# Bfn day 13 and a bfp day 14 possible?



## Kerrie_1975 (Aug 23, 2009)

Does anyone know if it is possible to get a bfp on day 14 if you get a neg on day 13?

I have had no bleed and am still getting cramps. I am so upset it is all over. 

Please advice. 

Thanks kerrie xx


----------



## Kerrie_1975 (Aug 23, 2009)

I guess this has not happened to anyone then.   

Kerrie xx


----------



## Becky79 (Apr 14, 2007)

Hi Kerry,

I just wanted to reply, I am having my first IVF so have no personal experience. I would say however if you had a strong positive it is very unlikely that the test is wrong. It is far more likely to be a false negative than a false positive. I would suggest doing another test tomorrow and would use the same brand. Then talk to your cllinic as if your really not sure you could ask your clinic to do a blood test to check you HCG levels.

Hope this has been helpful and you get a definate answer soon


----------



## Kerrie_1975 (Aug 23, 2009)

Becky, 

Thank you so much for your reply, it was very comforting! You are so right! I'll do another one tom.  

Good luck for you too!! 

Kerrie xxx


----------



## reb363 (Mar 1, 2009)

Kerrie - my consultant (head of big hospital) called me today and he said it is perfectly possible and he's seen it lots of times before.  It's not over til the witch turns up.  Sending you fairy dust to keep her away  .  Sleep well.  Rebxx


----------



## Kerrie_1975 (Aug 23, 2009)

Thanks Reb, 

Thanks great to hear!!  

 for all!!  

night night xxxx


----------



## nutmeg (Aug 21, 2009)

You know I'm reading this in hope too Kerrie   fingers crossed for us both tomorrow. Sleep well.


----------



## lexig (Dec 11, 2008)

kerrie_1975 & nutmeg, oh I do hope you both get that line tomorrow, wishing you all the best.
  
Lexig
xxx


----------



## Kerrie_1975 (Aug 23, 2009)

Hi girls, 

Well it's def all over for me, another bfn this morn, I am so deeply upset.  
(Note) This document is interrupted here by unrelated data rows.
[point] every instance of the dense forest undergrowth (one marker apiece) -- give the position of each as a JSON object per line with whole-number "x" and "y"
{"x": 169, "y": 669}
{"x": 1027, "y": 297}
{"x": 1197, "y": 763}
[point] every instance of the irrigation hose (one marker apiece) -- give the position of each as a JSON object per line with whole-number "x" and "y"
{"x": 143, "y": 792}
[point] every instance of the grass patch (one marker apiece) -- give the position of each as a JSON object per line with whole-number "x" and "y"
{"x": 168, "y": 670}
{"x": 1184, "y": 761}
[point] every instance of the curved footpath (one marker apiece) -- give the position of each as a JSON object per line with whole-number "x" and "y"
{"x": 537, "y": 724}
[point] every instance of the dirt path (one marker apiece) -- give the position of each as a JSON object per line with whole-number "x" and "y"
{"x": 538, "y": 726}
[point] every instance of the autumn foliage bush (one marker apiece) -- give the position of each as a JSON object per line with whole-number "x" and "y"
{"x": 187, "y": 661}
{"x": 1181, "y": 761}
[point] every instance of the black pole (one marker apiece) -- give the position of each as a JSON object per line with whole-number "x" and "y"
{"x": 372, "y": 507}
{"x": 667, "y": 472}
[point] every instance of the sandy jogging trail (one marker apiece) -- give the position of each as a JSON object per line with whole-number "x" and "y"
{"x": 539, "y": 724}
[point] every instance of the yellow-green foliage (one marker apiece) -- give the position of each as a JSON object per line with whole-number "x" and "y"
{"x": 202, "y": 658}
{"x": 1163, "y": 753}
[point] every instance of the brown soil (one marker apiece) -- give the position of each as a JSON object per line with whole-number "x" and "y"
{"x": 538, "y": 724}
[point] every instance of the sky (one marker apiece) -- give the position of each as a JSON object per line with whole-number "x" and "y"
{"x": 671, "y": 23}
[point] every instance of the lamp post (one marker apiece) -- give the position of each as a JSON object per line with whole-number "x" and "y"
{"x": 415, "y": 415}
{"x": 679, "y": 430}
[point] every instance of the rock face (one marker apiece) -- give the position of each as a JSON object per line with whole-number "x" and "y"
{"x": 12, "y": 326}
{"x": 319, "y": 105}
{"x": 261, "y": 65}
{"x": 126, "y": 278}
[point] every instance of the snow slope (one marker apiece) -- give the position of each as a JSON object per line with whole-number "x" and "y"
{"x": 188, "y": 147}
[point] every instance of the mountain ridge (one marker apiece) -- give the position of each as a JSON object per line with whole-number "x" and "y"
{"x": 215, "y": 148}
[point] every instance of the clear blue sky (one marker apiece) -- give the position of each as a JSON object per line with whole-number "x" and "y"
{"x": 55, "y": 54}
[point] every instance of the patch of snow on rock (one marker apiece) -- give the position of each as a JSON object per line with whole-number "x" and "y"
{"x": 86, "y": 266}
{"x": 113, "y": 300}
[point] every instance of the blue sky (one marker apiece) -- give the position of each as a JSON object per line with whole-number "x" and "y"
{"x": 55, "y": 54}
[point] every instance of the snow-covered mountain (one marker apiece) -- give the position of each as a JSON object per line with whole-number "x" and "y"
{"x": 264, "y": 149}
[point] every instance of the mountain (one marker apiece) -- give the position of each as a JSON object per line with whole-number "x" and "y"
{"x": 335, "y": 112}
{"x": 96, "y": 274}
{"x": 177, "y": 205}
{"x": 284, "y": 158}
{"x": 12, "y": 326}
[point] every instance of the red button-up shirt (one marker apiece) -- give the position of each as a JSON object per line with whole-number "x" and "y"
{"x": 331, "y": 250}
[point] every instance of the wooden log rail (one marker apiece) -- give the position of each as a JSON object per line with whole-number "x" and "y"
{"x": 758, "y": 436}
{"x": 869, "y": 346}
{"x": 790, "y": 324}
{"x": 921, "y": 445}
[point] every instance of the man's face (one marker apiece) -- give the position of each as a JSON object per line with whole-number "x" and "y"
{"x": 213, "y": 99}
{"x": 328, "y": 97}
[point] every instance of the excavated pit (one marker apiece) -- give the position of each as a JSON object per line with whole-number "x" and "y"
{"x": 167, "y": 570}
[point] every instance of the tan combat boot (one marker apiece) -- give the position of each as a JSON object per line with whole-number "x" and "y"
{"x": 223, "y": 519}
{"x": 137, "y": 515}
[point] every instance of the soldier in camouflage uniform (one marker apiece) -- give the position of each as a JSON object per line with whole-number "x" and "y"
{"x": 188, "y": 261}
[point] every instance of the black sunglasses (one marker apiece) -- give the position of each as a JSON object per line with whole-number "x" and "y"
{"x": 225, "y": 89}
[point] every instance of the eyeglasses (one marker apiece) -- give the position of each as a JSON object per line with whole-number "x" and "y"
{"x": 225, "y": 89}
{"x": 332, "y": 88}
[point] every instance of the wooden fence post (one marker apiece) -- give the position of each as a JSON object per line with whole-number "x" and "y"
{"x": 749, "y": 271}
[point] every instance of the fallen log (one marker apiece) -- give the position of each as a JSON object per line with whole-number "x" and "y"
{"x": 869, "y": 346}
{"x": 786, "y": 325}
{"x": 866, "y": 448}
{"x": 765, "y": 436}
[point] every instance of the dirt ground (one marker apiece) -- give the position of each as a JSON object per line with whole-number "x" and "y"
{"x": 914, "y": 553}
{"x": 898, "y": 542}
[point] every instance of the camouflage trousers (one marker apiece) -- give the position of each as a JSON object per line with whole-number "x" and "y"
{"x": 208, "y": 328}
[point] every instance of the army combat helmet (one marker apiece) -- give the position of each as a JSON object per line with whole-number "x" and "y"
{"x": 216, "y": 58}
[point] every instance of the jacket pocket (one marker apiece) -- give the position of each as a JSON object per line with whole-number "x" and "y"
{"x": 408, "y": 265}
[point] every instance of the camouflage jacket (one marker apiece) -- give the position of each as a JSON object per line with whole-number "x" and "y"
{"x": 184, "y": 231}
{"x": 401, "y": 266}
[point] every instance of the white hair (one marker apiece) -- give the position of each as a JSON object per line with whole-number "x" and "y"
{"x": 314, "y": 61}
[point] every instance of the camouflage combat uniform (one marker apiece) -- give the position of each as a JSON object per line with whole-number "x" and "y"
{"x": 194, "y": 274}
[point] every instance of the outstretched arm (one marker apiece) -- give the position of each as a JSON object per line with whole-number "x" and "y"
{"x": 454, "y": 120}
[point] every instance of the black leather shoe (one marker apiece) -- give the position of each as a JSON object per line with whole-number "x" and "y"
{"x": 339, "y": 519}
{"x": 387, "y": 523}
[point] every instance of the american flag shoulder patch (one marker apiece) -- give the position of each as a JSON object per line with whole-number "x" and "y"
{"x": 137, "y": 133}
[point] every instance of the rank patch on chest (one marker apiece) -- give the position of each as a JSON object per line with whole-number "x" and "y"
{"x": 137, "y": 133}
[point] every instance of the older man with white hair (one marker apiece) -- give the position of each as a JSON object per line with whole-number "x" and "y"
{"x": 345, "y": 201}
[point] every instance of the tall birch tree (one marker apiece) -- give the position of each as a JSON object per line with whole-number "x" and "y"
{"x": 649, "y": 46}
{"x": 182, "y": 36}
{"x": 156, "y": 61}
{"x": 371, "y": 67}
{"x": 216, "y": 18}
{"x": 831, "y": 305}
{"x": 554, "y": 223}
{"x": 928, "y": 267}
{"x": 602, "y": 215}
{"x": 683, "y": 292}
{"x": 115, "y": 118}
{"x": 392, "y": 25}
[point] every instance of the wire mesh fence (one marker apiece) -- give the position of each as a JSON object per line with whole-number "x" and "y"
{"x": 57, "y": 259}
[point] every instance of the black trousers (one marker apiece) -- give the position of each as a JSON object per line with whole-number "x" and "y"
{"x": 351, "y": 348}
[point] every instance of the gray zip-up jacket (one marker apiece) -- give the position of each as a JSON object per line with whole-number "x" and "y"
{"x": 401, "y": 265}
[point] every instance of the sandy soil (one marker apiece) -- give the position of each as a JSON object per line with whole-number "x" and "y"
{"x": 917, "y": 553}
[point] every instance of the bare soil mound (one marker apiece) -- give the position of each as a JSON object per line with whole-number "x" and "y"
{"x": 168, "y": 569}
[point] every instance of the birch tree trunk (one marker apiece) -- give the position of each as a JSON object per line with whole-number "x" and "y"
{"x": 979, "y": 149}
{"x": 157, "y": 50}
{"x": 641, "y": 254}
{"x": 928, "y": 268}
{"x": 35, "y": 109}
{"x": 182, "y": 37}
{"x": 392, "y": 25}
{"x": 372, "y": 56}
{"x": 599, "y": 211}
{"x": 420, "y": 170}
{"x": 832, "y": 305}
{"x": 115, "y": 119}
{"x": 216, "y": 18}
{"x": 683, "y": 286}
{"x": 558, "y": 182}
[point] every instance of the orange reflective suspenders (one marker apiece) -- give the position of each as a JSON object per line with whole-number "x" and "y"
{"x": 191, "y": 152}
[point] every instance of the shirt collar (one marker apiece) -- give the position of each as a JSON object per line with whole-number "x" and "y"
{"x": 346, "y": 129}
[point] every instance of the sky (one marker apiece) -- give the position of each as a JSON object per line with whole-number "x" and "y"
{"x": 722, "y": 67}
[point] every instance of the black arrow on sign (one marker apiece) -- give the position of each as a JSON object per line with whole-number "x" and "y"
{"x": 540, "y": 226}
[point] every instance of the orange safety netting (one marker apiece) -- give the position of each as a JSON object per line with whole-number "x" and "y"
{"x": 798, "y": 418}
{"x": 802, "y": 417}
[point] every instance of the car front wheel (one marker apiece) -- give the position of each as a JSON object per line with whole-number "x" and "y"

good luck to everyone on 2ww wishing u all the best of luck!

Congrats any bfp. And sorry any bfn (know his you are feeling)

love kerrie xxx


----------



## reb363 (Mar 1, 2009)

So very very sorry Kerrie.  I'll PM you.
Reb
xxx


----------



## lexig (Dec 11, 2008)

Kerrie  ,
I know at the moment it seems like everything is against you but take as much time as you need to recover and you will find the strength to get yourself back up and try again. Hope to see you back here very soon.
Lexig
xxx


----------



## ☼♥ Minxy ♥☼ © (Jan 13, 2005)

So sorry Kerrie  

You may not believe it at the moment but you will get through this 

Treat yourself, pamper yourself...and look after you & DH

Take care
Natasha x


----------



## nutmeg (Aug 21, 2009)

SO sorry Kerrie, BFN for me too today


----------



## reb363 (Mar 1, 2009)

So sorry Nutmeg. Thinking of you


----------



## Kerrie_1975 (Aug 23, 2009)

Oh nutmeg, I am sorry to hear that. Like is so crap sometimes!  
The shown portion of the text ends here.